After 10 years with the company, I was told my performance was below 87%, and I had two weeks to improve it or I'd be fired. I quit on the spot.
This is the UK it’s talking about, not a third world country. Not only are a lot of companies in Europe required to give paid time off for various reasons, there is a lot more time off to begin with. Also, if you think the US has a lot of regulatory overhead, workers can join a union that isn’t tied to a job, doesn’t cost dues and actually has political power. I worked in IT and I had a union.
But Thatcher and successive governments since have gutted union legislation to leave unions essentially toothless. Governments can seize or freeze unions' bank accounts and have all kinds of ways of outlawing strikes.
Debate is a form of harassment. Do not question my truth.
Yes, it's a standard technique for gathering information when writing a book. You hear that there are problems at Amazon, so decide to verify it for yourself and gain a greater insight than you can get just from talking to other people. It also gives you an opportunity to test the limits of the system, to ask for better conditions to see what the reaction is and so forth.
const int one = 65536; (Silvermoon, Texture.cs)

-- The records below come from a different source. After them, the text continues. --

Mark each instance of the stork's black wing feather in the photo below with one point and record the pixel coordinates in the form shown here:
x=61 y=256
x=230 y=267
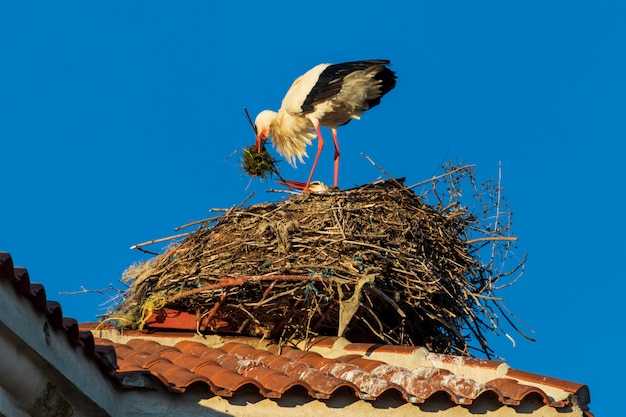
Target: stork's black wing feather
x=331 y=80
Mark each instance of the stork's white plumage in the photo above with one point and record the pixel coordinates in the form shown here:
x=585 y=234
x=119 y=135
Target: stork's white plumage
x=327 y=95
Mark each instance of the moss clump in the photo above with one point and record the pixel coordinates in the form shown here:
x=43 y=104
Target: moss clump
x=258 y=164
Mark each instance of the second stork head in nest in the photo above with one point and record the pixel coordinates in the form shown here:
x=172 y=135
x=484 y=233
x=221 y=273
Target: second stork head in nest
x=327 y=95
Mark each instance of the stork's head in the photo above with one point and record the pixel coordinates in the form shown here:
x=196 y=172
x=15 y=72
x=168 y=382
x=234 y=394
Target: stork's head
x=262 y=127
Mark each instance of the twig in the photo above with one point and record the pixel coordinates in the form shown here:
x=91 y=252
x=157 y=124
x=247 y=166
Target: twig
x=436 y=177
x=163 y=239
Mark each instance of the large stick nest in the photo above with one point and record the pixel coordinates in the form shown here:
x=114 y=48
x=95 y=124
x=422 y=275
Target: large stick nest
x=374 y=263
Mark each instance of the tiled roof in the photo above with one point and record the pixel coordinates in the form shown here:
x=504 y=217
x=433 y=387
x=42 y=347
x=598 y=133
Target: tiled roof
x=329 y=366
x=225 y=365
x=36 y=294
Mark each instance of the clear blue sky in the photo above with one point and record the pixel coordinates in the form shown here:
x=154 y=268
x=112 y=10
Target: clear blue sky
x=117 y=120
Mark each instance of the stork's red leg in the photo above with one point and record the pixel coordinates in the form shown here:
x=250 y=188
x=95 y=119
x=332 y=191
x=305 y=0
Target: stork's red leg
x=320 y=146
x=337 y=154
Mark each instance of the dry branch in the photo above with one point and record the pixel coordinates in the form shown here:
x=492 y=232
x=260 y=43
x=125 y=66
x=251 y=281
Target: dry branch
x=400 y=269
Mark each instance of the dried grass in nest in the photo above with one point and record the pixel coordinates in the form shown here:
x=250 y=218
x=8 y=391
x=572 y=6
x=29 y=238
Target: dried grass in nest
x=374 y=263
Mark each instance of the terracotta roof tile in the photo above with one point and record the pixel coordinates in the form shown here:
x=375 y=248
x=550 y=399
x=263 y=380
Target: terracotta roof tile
x=273 y=372
x=36 y=295
x=178 y=361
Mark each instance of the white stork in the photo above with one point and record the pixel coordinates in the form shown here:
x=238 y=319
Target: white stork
x=327 y=95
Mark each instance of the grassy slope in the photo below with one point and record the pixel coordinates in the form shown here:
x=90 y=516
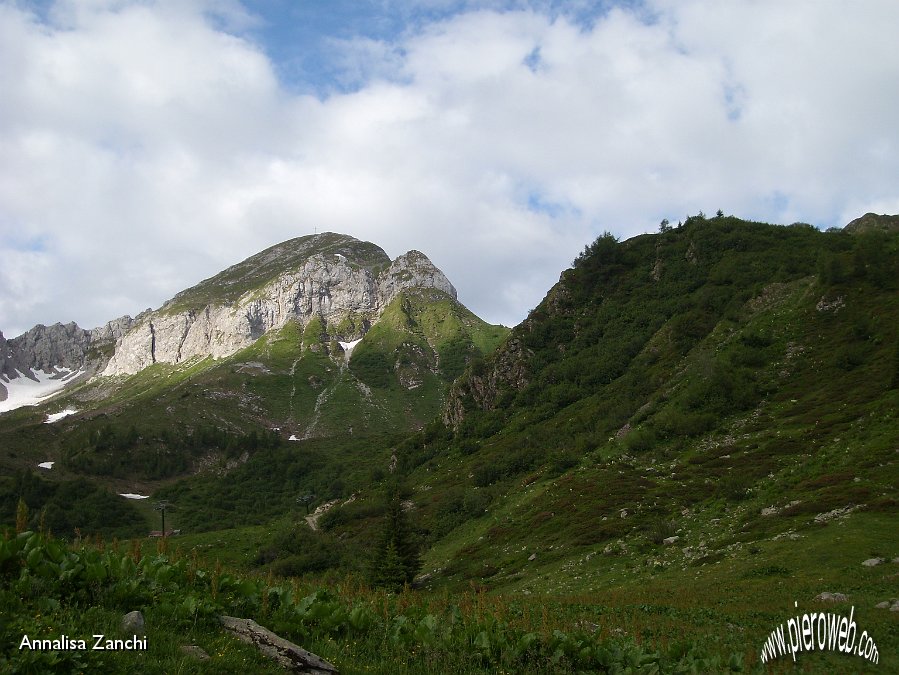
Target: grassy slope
x=687 y=403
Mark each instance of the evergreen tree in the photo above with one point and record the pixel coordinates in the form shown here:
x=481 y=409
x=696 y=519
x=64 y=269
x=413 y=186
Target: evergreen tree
x=395 y=558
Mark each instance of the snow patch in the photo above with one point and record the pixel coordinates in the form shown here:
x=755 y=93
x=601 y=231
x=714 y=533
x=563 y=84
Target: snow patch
x=348 y=346
x=34 y=387
x=55 y=417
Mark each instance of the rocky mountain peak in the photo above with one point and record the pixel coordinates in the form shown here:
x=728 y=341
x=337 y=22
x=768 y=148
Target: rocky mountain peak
x=331 y=277
x=873 y=221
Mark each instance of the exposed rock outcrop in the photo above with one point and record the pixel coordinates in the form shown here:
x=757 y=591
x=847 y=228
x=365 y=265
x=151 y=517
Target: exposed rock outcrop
x=48 y=348
x=873 y=221
x=327 y=285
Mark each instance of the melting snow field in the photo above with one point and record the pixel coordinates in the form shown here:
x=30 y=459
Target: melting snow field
x=55 y=417
x=24 y=390
x=348 y=346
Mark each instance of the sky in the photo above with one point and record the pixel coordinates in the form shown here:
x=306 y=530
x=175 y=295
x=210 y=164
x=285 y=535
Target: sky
x=147 y=144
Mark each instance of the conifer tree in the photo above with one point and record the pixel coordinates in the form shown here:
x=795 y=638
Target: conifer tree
x=395 y=558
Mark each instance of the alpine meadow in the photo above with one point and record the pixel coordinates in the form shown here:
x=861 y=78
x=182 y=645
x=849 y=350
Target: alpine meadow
x=691 y=440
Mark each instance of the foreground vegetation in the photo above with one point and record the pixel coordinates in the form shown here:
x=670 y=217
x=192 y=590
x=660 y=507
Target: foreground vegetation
x=50 y=590
x=694 y=431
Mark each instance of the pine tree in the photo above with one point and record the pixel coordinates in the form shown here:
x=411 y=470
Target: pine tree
x=21 y=516
x=395 y=558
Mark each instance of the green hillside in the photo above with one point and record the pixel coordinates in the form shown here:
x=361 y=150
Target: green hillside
x=258 y=270
x=693 y=431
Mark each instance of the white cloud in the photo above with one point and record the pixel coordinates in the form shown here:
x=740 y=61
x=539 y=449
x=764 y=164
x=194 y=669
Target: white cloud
x=145 y=148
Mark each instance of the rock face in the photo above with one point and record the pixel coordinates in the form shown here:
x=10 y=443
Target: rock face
x=872 y=222
x=339 y=277
x=48 y=348
x=328 y=276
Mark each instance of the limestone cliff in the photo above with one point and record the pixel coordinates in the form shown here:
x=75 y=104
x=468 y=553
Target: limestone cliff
x=327 y=276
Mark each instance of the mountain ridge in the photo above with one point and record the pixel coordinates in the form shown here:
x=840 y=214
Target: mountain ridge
x=345 y=281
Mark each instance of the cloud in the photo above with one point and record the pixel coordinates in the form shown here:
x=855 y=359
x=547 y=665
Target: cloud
x=147 y=145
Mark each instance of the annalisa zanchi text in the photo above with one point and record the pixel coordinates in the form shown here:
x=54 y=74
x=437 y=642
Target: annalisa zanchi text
x=819 y=631
x=96 y=643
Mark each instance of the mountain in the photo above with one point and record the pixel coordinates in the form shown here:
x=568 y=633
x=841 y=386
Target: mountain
x=692 y=437
x=318 y=336
x=723 y=385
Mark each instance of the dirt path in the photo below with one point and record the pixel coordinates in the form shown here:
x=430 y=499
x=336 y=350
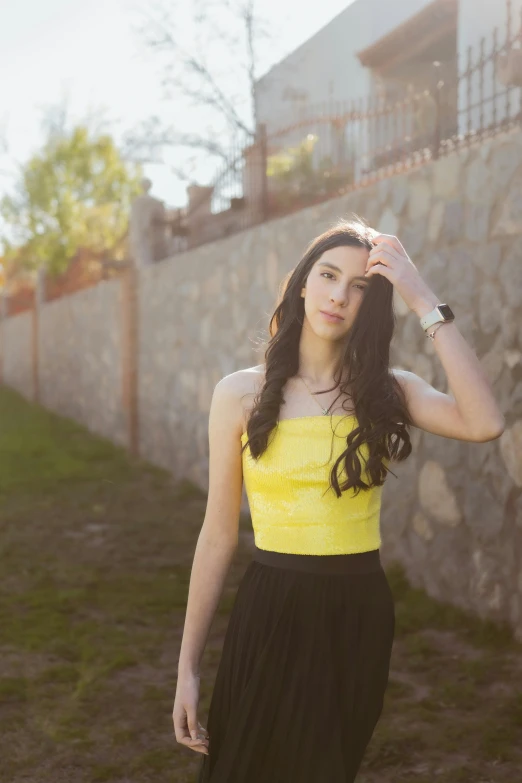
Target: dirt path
x=95 y=562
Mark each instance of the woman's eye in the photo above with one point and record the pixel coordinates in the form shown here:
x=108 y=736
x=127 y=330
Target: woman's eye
x=357 y=285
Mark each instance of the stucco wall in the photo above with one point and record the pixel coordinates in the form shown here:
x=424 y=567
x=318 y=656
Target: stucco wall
x=80 y=349
x=326 y=66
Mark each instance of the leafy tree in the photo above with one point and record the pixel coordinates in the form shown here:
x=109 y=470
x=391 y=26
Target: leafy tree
x=76 y=192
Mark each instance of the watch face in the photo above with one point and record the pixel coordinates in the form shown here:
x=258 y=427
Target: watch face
x=446 y=312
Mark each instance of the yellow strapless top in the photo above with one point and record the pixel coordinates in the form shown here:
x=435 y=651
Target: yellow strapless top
x=290 y=510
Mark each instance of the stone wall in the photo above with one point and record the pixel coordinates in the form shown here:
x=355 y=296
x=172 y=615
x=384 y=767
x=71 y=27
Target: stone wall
x=17 y=356
x=80 y=352
x=453 y=515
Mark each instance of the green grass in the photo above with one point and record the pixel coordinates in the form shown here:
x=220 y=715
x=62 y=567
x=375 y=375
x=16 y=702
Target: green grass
x=96 y=550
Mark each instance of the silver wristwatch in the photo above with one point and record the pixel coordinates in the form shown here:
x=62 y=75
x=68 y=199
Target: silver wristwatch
x=441 y=313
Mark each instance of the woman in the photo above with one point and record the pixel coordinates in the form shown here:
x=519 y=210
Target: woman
x=305 y=659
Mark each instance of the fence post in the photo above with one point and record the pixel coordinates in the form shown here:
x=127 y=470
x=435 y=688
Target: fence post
x=39 y=299
x=263 y=150
x=4 y=303
x=438 y=83
x=129 y=325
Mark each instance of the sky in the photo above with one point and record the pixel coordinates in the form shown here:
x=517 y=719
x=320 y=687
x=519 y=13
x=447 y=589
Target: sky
x=89 y=54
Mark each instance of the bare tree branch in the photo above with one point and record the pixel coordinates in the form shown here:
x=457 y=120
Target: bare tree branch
x=210 y=66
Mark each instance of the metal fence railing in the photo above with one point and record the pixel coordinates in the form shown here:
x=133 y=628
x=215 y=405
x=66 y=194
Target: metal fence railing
x=340 y=146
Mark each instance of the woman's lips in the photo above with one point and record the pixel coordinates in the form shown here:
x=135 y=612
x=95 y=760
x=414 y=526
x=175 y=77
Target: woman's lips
x=332 y=318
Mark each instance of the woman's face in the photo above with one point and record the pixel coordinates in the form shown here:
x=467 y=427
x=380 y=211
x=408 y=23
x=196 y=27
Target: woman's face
x=335 y=284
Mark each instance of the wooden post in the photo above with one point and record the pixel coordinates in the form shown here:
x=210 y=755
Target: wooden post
x=3 y=316
x=129 y=312
x=38 y=302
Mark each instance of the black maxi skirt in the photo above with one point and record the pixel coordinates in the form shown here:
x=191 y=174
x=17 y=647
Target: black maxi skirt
x=304 y=668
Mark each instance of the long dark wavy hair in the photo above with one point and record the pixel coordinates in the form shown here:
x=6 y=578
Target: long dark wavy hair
x=378 y=400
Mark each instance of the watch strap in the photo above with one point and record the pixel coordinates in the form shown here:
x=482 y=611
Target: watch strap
x=433 y=317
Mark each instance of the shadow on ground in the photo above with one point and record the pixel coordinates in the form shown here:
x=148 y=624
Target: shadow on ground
x=96 y=550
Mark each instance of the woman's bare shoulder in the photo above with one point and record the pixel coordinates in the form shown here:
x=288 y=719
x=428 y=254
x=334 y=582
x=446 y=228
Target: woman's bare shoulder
x=244 y=385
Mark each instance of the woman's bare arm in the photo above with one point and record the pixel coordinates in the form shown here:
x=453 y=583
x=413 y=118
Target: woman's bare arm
x=218 y=538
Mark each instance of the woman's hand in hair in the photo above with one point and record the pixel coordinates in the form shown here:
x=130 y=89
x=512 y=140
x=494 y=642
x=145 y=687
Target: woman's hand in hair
x=389 y=259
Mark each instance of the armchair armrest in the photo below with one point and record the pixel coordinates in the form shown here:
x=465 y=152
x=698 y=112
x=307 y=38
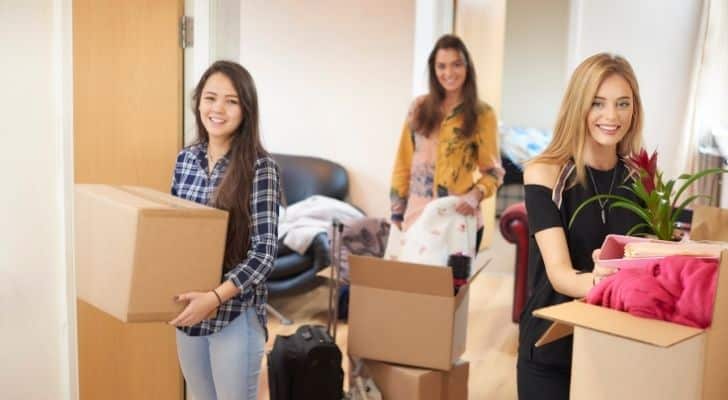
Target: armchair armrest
x=514 y=228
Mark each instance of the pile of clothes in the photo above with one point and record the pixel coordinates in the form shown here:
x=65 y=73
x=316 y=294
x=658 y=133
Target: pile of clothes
x=678 y=289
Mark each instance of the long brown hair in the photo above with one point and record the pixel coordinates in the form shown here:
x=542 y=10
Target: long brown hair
x=571 y=128
x=428 y=114
x=233 y=193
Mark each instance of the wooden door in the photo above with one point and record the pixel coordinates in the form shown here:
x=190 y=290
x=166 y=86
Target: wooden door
x=127 y=68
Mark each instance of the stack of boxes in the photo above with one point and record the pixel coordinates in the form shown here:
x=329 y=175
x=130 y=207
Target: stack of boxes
x=409 y=328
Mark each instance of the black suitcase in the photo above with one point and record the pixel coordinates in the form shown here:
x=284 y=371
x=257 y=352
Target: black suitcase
x=307 y=364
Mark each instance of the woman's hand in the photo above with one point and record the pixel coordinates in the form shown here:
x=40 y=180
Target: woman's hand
x=200 y=306
x=468 y=203
x=600 y=272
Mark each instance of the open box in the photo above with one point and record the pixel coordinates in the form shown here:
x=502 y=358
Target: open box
x=401 y=382
x=612 y=252
x=620 y=356
x=406 y=313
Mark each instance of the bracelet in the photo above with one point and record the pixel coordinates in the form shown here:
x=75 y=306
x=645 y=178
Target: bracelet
x=219 y=299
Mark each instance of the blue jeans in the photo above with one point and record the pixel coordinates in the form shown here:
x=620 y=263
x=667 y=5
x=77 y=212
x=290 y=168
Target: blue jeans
x=226 y=364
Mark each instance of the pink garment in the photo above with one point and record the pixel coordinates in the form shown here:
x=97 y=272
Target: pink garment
x=679 y=289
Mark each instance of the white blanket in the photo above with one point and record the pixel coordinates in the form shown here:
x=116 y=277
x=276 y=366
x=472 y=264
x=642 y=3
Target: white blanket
x=302 y=221
x=439 y=232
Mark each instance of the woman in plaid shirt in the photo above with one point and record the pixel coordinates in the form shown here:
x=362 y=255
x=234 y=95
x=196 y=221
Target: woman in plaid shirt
x=228 y=168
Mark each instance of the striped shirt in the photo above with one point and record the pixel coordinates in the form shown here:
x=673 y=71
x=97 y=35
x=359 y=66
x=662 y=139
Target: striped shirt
x=192 y=182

SJW, n: "Someone I don't like, and by the way I'm a fuckwit" - AC
so how exactly are there "veterans" of the workplace there?
are people that lazy to find another job?
If you haven't been given an education or your IQ prevents you from getting an adequate education then these people are usually stuck with this sort of work.
This
Those who believe this "oh, just go find another job" malarky have never worked a real job in their lives. They were probably given a cushy job in a large firm straight out of university (which they barely studied at) by one of daddy's contacts.
As someone who didn't have a rich daddy and worked shit jobs when they were young, there are no better jobs if you don't have a good education. You can quit your warehouse job for another job in another warehouse that is just as shit as the one you came from.
Calling someone a "hater" only means you can not rationally rebut their argument.
In California all workers are required to take the following breaks - less than 2 hours us no break. 2:01 to 5:59 is 1 10 minute break. Over 6 hours is 1 10 minute and 1 unpaid 30 minute break to be taken before the 5th hour of a shift. 8 hours is 2x 10 minute and 1x 30 minute unpaid. 10 hours is 3x 10 minute and 1x 30 minute unpaid. 12 hours is 3x 10 minute and 2x 30 minute unpaid brakes before the 5th and 10th hour of a shift. Works fine down here and I think it's fairly reasonable allotment of breaks.